The Art and Pseudoscience of Monetary Policy

brainMonetary policy is the process by which the monetary authority of a country, like the Federal Reserve in the US or the Bank of England in the UK controls the supply of money, often targeting an inflation rate or interest rate to ensure price stability and general trust in the currency. Other goals include policies that encourage economic growth and stability, lower unemployment and the maintenance of predictable exchange rates with other currencies.

Monetary policy also contributes to economic growth and stability, aims to lower unemployment, and attempts to maintain predictable exchange rates with other currencies. This is not a pure science, but is an art and pseudoscience.

Interest rate change

When monetary policy changes the official interest rate, it is attempting to influence the overall level of activity in the economy in order to keep the demand for, and supply of, goods and services roughly in balance. Doing so results in a rate of inflation in the economy consistent with the policy committee’s inflation target. The Fisher Effect model explains the equation linking inflation with interest rates. The Taylor rule adjusts the interest rate in response to changes in the inflation rate and the output gap.
The mathematical theory is that a reduction in interest rates makes saving less attractive and borrowing more attractive, which stimulates spending. Yet this can not be guaranteed since it is the policy maker that needs to interpret these against predictions of what may happen in the future, and it can only be pseudoscience that can foretell what that will be.

Exchange rates

A rise in the rate of interest in any country relative to overseas would give investors a higher return on assets relative to their foreign-currency equivalents, tending to make home assets more attractive. That should, in pseudoscience terms. raise the value of the home currency, reducing the price of imports and increasing the price of the country’s exports. This reduces demand for goods and services abroad.

Pseudoscience of monetary policy models

Whilst models and theories are used to form monetary policy, the impact of interest rates on the economy and the exchange rate is seldom predictable. Conventional macroeconomic models assume a ‘new classical approach’ where all agents are rational, with clear preferences that enable them to always choose to perform the action with the optimal expected outcome among all possible actions. However, behaviour economics show that people often deviate from neoclassical theory due to time limitations, personal preferences and bias.

Monetary policy relies on data to show if the economy’s heating up or cooling off so that decisions can be made accordingly. Data as to whether GDP growth is increasing or decreasing, the same for the unemployment rate and consumer price inflation. These data points tell monetary policy makers something about how the economy is, which must then be reconciled with what they believe the economy should be. First, they must interpret a variety of data. Yet this data from government departments may not be entirely accurate. For each headline number there are a list of footnotes and qualifiers, including price and seasonal adjustments.
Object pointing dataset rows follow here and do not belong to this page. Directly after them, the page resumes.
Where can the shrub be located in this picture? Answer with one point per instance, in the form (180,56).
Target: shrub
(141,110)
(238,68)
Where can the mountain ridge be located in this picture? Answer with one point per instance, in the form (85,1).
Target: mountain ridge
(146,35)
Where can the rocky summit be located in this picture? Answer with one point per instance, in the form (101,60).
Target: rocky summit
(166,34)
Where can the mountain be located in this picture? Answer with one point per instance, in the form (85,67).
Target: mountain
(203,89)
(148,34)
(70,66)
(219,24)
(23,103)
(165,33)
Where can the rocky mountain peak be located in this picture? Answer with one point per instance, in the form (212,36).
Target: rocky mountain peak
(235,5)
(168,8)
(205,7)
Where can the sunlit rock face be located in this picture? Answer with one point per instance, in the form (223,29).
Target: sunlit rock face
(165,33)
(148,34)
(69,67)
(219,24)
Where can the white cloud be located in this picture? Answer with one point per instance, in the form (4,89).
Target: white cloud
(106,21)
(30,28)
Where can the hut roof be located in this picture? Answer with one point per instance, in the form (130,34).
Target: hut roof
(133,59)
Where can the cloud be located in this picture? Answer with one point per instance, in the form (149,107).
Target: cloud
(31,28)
These subjective adjustments are a pseudoscience that can greatly affect results

Whilst monetary policy is the final outcome of complex interactions between humans within institutions and central banks with preferences and policy rules, models fail to address the behavioural effects of monetary policy decisions. Also, individuals regularly over-estimate their own ability, competence, or judgements. Central bank policy makers may be overconfident in managing the macro-economy in terms of timing, magnitude and even the qualitative impact of interventions. When policy-makers believe their actions will have larger effects than objective analysis would indicate, this results in too little intervention.
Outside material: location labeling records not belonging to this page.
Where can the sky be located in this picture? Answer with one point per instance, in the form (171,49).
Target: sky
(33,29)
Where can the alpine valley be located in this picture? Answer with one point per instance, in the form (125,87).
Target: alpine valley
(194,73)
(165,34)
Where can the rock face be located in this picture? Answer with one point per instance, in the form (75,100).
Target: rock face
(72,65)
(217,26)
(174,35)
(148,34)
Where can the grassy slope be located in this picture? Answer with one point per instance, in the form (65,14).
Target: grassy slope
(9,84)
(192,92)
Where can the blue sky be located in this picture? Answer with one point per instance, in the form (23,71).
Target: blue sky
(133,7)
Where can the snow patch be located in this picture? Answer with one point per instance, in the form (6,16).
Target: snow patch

Even if the bureaucrats tasked with it were to completely ignore their personal goals and preferences, even if data was totally accurate, their decisions would still generate outcomes inferior to those produced by an unhampered market economy. Also, short-term effects of monetary policy can be influenced by the degree to which announcements of new policy are deemed credible. When an anti-inflation policy is announced by a central bank, in the absence of credibility in the eyes of the public inflationary expectations will not drop, and the short-run effect of the announcement and a subsequent sustained anti-inflation policy is likely to be a combination of somewhat lower inflation and higher unemployment.
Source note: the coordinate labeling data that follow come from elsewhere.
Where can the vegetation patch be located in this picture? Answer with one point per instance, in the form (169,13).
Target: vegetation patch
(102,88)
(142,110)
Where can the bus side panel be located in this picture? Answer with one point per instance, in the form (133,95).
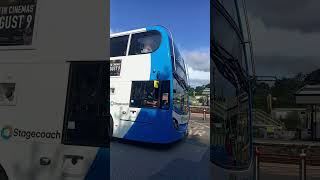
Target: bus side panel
(38,108)
(158,129)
Monetary policy planners work with the data they have to fix the price of money, to influence the economy to their own preferences and bias. This is the art and pseudoscience of monetary policy. Monetary policy analyses should thus account for the fact that policy makers (or central bankers) are individuals and prone to biases and temptations that can sensibly influence their ultimate choices in the setting of macroeconomic and/or interest rate targets.